Zwei Guantánamo-Häftlinge kommen nach Deutschland

Deutschland wird nun auch zwei ehemalige Häftlinge aus dem US-Gefangenenlager Guantánamo aufnehmen. Diese Entscheidung teilte Innenminister Thomas de Maizière am Mittwoch in Berlin mit.

Einem Bericht auf Stern Online zufolge war dieser Entscheidung eine Prüfung vorangegangen, die mehrere Monate dauerte. Es wurde geprüft, ob von den Ex-Häftlingen eine Gefährdung der Sicherheit zu erwarten ist. Maizière sagte dazu: „Wir werden keine Terroristen ins Land holen.“ Neben den zwei Häftlingen, die nun in einigen Wochen in Deutschland erwartet werden, sollte ursprünglich noch ein dritter aufgenommen werden. Das kam aber für Maizière nicht in Frage. „Weitere Aufnahmen in Deutschland wird es nicht geben“, sagte er in diesem Zusammenhang.

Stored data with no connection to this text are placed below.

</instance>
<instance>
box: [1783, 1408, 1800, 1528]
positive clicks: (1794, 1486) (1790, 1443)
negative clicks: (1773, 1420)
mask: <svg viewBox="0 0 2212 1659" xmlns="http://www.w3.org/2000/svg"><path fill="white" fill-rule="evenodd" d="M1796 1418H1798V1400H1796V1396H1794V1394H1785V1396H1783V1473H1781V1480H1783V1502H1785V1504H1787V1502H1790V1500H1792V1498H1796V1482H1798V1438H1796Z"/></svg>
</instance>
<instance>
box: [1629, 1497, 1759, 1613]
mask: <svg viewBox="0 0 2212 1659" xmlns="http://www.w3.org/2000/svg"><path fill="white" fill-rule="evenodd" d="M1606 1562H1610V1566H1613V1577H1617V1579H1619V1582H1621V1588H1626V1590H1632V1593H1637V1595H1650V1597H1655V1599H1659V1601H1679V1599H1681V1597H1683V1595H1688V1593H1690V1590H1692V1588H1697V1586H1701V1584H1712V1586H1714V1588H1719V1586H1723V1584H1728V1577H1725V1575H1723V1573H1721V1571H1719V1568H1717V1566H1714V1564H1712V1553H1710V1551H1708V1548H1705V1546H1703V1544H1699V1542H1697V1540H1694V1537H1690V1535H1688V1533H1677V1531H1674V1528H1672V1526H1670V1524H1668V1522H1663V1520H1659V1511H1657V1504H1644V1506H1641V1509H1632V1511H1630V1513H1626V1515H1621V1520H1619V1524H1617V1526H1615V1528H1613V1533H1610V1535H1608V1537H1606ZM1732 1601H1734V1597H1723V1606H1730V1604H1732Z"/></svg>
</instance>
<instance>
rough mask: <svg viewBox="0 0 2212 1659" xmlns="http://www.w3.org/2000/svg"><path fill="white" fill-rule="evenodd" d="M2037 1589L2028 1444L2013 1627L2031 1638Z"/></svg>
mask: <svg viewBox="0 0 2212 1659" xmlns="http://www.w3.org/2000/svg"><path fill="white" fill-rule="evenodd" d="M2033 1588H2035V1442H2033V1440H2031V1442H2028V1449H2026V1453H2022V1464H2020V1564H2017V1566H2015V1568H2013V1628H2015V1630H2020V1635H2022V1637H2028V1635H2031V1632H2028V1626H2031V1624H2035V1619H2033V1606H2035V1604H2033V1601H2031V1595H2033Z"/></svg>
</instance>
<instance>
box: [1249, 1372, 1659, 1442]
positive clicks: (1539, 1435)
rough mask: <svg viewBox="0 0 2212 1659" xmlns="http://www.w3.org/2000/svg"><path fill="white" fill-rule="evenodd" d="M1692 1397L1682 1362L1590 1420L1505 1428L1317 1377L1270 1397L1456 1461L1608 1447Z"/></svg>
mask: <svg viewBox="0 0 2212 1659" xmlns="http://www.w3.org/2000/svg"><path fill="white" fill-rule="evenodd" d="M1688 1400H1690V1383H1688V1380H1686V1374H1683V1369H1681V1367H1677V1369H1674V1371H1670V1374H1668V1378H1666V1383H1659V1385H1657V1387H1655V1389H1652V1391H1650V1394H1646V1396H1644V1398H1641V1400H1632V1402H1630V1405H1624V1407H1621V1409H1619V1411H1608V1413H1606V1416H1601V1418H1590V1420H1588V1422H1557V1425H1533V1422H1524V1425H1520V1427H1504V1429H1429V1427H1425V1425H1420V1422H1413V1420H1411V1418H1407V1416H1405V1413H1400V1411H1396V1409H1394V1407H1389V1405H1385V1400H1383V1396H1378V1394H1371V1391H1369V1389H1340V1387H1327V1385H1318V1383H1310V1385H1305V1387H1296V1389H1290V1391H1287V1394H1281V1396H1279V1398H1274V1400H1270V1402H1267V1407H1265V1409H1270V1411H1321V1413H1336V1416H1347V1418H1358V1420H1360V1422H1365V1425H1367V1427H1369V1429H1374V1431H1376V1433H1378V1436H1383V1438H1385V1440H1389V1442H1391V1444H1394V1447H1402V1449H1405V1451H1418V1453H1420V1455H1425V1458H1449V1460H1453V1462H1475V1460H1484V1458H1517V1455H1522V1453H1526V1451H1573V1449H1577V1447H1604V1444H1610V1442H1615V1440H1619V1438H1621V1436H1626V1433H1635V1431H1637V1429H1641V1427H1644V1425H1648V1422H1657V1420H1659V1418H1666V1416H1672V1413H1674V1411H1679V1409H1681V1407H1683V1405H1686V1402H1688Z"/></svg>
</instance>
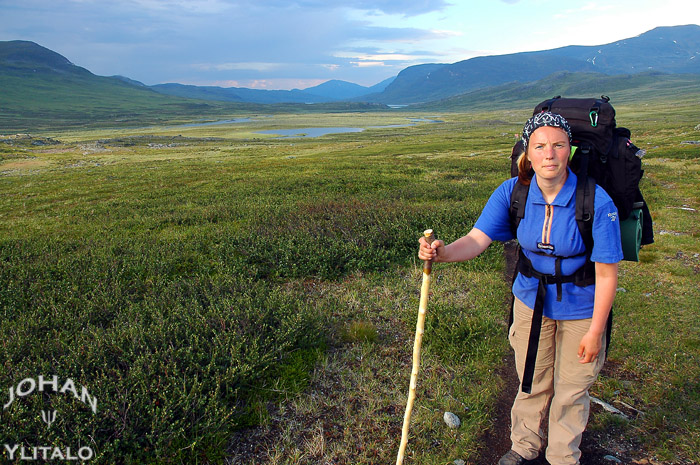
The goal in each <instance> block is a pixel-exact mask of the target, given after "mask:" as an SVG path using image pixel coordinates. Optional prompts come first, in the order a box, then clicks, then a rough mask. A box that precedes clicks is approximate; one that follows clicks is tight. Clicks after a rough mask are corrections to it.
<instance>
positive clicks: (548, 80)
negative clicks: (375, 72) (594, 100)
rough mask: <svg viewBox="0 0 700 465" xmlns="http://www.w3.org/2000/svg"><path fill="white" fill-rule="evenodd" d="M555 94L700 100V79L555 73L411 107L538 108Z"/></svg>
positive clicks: (657, 99) (424, 103)
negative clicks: (678, 96)
mask: <svg viewBox="0 0 700 465" xmlns="http://www.w3.org/2000/svg"><path fill="white" fill-rule="evenodd" d="M555 95H565V96H567V97H573V98H575V97H591V96H597V95H607V96H609V97H610V98H611V102H612V103H613V104H614V105H620V104H629V103H634V102H640V101H643V100H648V101H654V100H658V99H663V98H669V99H671V100H672V99H673V98H676V97H677V96H678V95H684V96H687V98H688V99H689V101H693V100H695V101H697V100H698V99H700V76H698V75H697V74H666V73H660V72H656V71H647V72H643V73H637V74H621V75H615V76H609V75H606V74H601V73H570V72H566V71H563V72H559V73H554V74H551V75H549V76H547V77H545V78H544V79H540V80H538V81H533V82H527V83H519V82H512V83H508V84H502V85H500V86H493V87H487V88H483V89H478V90H474V91H471V92H467V93H464V94H460V95H457V96H455V97H449V98H446V99H443V100H436V101H433V102H427V103H424V104H417V105H411V106H410V108H411V110H412V111H416V110H420V111H423V110H424V111H473V110H480V109H494V108H518V107H520V108H534V106H535V104H537V103H539V102H541V101H542V100H544V99H545V98H550V97H554V96H555Z"/></svg>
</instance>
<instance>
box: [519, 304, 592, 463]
mask: <svg viewBox="0 0 700 465" xmlns="http://www.w3.org/2000/svg"><path fill="white" fill-rule="evenodd" d="M531 321H532V309H530V308H529V307H527V306H526V305H525V304H524V303H522V302H521V301H520V300H519V299H517V298H516V299H515V306H514V308H513V326H511V328H510V331H509V339H510V344H511V347H513V350H514V351H515V365H516V369H517V371H518V378H519V379H520V381H521V383H522V379H523V371H524V370H525V355H526V354H527V344H528V337H529V335H530V323H531ZM590 325H591V320H590V319H586V320H552V319H549V318H547V317H542V332H541V334H540V344H539V348H538V351H537V362H536V364H535V373H534V376H533V381H532V393H531V394H526V393H524V392H522V390H520V388H518V395H517V396H516V398H515V402H514V403H513V408H512V410H511V421H512V423H511V425H512V426H511V441H512V442H513V446H512V449H513V450H514V451H515V452H517V453H518V454H520V455H521V456H522V457H524V458H525V459H528V460H532V459H535V458H537V456H538V455H539V453H540V451H541V450H542V446H543V444H544V443H545V437H544V431H543V426H542V425H543V420H544V419H545V417H546V416H547V414H549V427H548V435H547V436H548V437H547V441H546V443H547V451H546V458H547V461H548V462H549V463H550V464H551V465H577V464H578V463H579V459H580V458H581V451H580V450H579V445H580V444H581V435H582V434H583V431H584V429H585V428H586V424H587V423H588V412H589V409H590V397H589V396H588V389H589V388H590V387H591V385H592V384H593V382H594V381H595V380H596V377H597V376H598V373H599V372H600V370H601V368H603V363H604V361H605V353H604V350H605V335H603V341H602V342H603V345H602V347H603V351H601V353H600V354H599V355H598V357H597V358H596V359H595V360H594V361H593V362H591V363H586V364H582V363H579V359H578V354H577V352H578V347H579V343H580V342H581V338H582V337H583V335H584V334H586V332H587V331H588V328H589V327H590Z"/></svg>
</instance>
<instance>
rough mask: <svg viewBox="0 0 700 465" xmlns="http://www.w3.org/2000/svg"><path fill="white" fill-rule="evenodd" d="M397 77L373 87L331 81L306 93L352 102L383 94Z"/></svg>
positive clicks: (329, 98)
mask: <svg viewBox="0 0 700 465" xmlns="http://www.w3.org/2000/svg"><path fill="white" fill-rule="evenodd" d="M394 79H396V77H395V76H394V77H391V78H389V79H385V80H384V81H382V82H380V83H379V84H375V85H373V86H372V87H365V86H361V85H359V84H353V83H352V82H347V81H339V80H335V79H334V80H331V81H326V82H324V83H323V84H320V85H318V86H316V87H309V88H307V89H304V92H306V93H308V94H312V95H317V96H319V97H324V98H327V99H329V100H350V99H357V98H359V97H362V96H364V95H369V94H375V93H379V92H383V91H384V89H386V87H387V86H388V85H389V84H391V83H392V82H393V81H394Z"/></svg>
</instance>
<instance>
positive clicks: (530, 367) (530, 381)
mask: <svg viewBox="0 0 700 465" xmlns="http://www.w3.org/2000/svg"><path fill="white" fill-rule="evenodd" d="M519 253H520V259H519V260H518V272H519V273H520V274H522V275H523V276H525V277H526V278H537V281H538V283H537V296H536V297H535V306H534V308H533V309H532V310H533V313H532V322H531V325H530V335H529V337H528V343H527V355H526V357H525V370H524V373H523V380H522V391H523V392H525V393H527V394H530V393H532V378H533V376H534V374H535V361H536V360H537V349H538V348H539V345H540V331H541V329H542V316H543V314H544V297H545V295H546V294H547V285H549V284H556V285H557V300H558V301H561V298H562V284H563V283H573V284H575V285H576V286H579V287H586V286H590V285H591V284H595V265H594V264H593V262H591V261H590V260H588V257H586V263H585V264H583V265H582V266H581V267H580V268H579V269H578V270H576V271H575V272H574V273H573V274H570V275H562V274H561V260H562V258H566V257H556V260H555V262H554V263H555V265H554V266H555V270H556V274H553V275H552V274H545V273H540V272H539V271H537V270H536V269H535V268H534V267H533V266H532V262H531V261H530V259H529V258H527V256H526V255H525V253H524V252H523V251H522V248H521V249H520V250H519ZM512 318H513V316H512V315H511V320H512Z"/></svg>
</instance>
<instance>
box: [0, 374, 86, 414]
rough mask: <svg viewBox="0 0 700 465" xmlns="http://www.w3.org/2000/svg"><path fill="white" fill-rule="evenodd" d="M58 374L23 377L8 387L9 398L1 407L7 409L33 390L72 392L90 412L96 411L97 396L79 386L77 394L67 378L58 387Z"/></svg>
mask: <svg viewBox="0 0 700 465" xmlns="http://www.w3.org/2000/svg"><path fill="white" fill-rule="evenodd" d="M58 384H59V383H58V376H56V375H54V376H53V377H52V378H51V379H45V378H44V377H43V376H41V375H40V376H39V377H38V378H37V379H34V378H25V379H23V380H22V381H20V382H19V383H17V386H15V387H14V388H12V387H10V389H9V390H8V394H9V400H8V401H7V403H6V404H4V405H3V406H2V409H3V410H5V409H7V408H8V407H9V406H10V405H12V403H13V402H14V401H15V399H16V398H19V397H26V396H28V395H30V394H32V393H33V392H35V391H38V392H57V393H60V394H73V397H75V398H76V399H78V400H79V401H81V402H82V403H84V404H85V405H89V406H90V409H91V410H92V413H97V398H95V397H92V396H90V393H89V392H88V390H87V388H86V387H85V386H81V387H80V388H81V390H80V394H78V389H77V388H76V387H75V383H74V382H73V380H72V379H70V378H68V379H67V380H66V381H65V382H64V383H63V385H62V386H61V388H60V389H59V387H58Z"/></svg>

Als Begründung für diese Entscheidung nannte der Innenminister unter anderem humanitäre Aspekte und die Unterstützung des Bemühens um eine Schließung des umstrittenen Gefangenenlagers. Gegen die beiden Ex-Häftlinge liegen weder in ihren Herkunftsländern, noch in den USA, noch in Deutschland Vorwürfe vor, die strafrechtlich relevant wären.

Die Gefangenenhilfsorganisation Amnesty International hat diese Entscheidung begrüßt. Laut ihren Angaben befinden sich immer noch 181 Gefangene in Guantánamo. Von diesen 181 Menschen können alleine 32 nicht wieder in ihre Herkunftsländer zurück. Ihnen droht dort politische Verfolgung, Gefängnis und Folter.